La notizia di cronaca è che oggi sembra di essere ai tempi della desolazione di Isaia. Si parla di almeno 25 morti, tra cui sei bambini, e 35 feriti a causa di 25 chili di tritolo. È il bilancio dell’esplosione avvenuta oggi al Cairo in un edificio che fa parte del complesso della cattedrale copta di San Marco nel quartiere Al Abasiya, sede del capo spirituale, papa Teodoro II, centodiciottesimo patriarca di Alessandria.
Accanto a questa tremenda notizia che campeggia nella cronaca mondiale, c’è n’è un’altra, piccola. che campeggia nella cronaca locale, in quella romana però il successore di Pietro le tiene assieme: oggi i bambini portano in piazza san Pietro i bambinelli dei loro presepi e il papa li benedice.
La differenza tra i morti Egiziani, anche bambini, e i bambini felici in piazza a Roma è troppa, è infinita, ma il Papa, con il suo Angelus, cerca di fare in modo che la differenza – oggettiva – non diventi distanza. Perché la preghiera ci unisce al Dio che è fonte di gioia unica, perché i valori umani che la violenza offende sono unici e l’unica risposta a questa unica violenza è la preghiera. E a pregare ci riescono acnhe i bambini. Anzi, a quanto pare, gli unici a pregare davvero sono i bambini.
“Diversi sono i luoghi, ma purtroppo unica è la violenza che semina morte e distruzione, e unica è anche la risposta: fede in Dio e unità nei valori umani e civili. Vorrei esprimere una particolare vicinanza al mio caro fratello Papa Tawadros II e alla sua comunità, pregando per i morti e i feriti”.
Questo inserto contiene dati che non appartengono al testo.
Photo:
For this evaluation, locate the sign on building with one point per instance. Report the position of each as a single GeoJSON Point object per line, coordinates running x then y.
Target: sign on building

Siamo prossimi al Natale. Questo periodo liturgico si chiama Avvento ed è un periodo di attesa. Cos’è un’attesa? L’attesa è essenzialmente una mancanza anche se si sa cosa avverrà. Anche se si sa che avverrà certamente. L’attesa, parliamoci chiaro, è questo: mancanza. E oggi manchiamo tanto. Manchiamo di molto, di molti. Ci sono stati morti e feriti. Ancora violenza e sangue. Ancora vittime di gente riunita per pregare e gente fuori che passava di là. Oggi siamo mancanti ancora e più di ieri. Se aggiungiamo i morti e i feriti di ieri lo capiamo bene.
Ma la risposta è una sola, ha ragione il Papa. Unità.
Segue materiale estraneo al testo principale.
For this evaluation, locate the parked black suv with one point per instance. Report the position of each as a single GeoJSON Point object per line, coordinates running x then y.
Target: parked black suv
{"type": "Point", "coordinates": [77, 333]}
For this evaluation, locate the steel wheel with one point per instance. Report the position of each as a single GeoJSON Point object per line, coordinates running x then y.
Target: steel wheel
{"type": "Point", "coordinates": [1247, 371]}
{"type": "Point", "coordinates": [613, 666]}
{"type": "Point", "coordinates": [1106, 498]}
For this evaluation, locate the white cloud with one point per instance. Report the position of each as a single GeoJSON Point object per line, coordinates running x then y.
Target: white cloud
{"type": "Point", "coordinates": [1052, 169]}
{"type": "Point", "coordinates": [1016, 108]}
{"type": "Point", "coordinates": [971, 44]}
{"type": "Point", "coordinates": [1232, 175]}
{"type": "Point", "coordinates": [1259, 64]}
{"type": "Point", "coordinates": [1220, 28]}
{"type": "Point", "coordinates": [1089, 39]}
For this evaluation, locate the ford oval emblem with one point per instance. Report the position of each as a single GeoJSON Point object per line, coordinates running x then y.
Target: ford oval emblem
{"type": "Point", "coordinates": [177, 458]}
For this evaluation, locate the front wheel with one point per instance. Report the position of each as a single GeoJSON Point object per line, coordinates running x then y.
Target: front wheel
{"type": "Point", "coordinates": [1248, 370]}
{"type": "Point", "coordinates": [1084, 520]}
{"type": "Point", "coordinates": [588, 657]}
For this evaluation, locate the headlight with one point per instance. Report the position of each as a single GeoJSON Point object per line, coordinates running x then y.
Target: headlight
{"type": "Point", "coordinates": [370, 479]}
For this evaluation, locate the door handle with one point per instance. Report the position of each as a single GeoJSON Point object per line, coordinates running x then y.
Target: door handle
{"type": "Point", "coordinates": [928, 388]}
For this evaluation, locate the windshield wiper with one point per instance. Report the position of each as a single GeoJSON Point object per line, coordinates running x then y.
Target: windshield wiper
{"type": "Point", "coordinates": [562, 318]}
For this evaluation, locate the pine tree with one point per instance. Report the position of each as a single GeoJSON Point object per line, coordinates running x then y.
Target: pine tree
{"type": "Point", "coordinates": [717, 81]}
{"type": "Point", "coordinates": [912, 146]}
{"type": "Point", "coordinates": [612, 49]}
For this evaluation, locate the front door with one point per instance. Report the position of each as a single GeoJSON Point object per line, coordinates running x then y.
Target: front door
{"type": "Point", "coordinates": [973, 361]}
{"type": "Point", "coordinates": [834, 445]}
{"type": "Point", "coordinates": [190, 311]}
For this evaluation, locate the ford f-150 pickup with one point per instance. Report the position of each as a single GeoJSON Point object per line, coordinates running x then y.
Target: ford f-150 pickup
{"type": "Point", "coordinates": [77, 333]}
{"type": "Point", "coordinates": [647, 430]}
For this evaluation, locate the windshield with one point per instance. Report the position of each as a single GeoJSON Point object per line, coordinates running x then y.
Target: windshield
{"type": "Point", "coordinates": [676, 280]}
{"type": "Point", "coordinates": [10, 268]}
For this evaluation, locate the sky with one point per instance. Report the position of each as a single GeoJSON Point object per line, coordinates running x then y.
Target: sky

Unico Dio a cui affidare tutto e affidarsi tutti. Unità e unicità dei valori umani e civili che ci fanno riconoscere tutti della stessa razza: umana e figli di Dio.
Se ascolto le parole del Papa che parla ancora di gioia posso rimanere nell’assenza, nella mancanza, nel “non ancora”, nell’attesa. Nell’Avvento insomma.
In questa terza domenica di Avvento, Francesco richiama all’invito di San Paolo a rallegrarsi nel Signore, spiegando che si tratta di gioia profonda. Di fronte ad una situazione di desolazione, di un destino inesorabile senza Dio, prosegue il Papa, come quella raccontata da Isaia, la salvezza è annunciata dalla venuta del Signore, che tutto trasforma, che “afferra tutto l’essere umano e lo rigenera”. Ha ragione il Papa e hanno ragione i bambini con i loro bambinelli. Portiamo a casa la gioia e la speranza nell’attesa di ciò che ancora ci manca: pace, vita. Per tutti.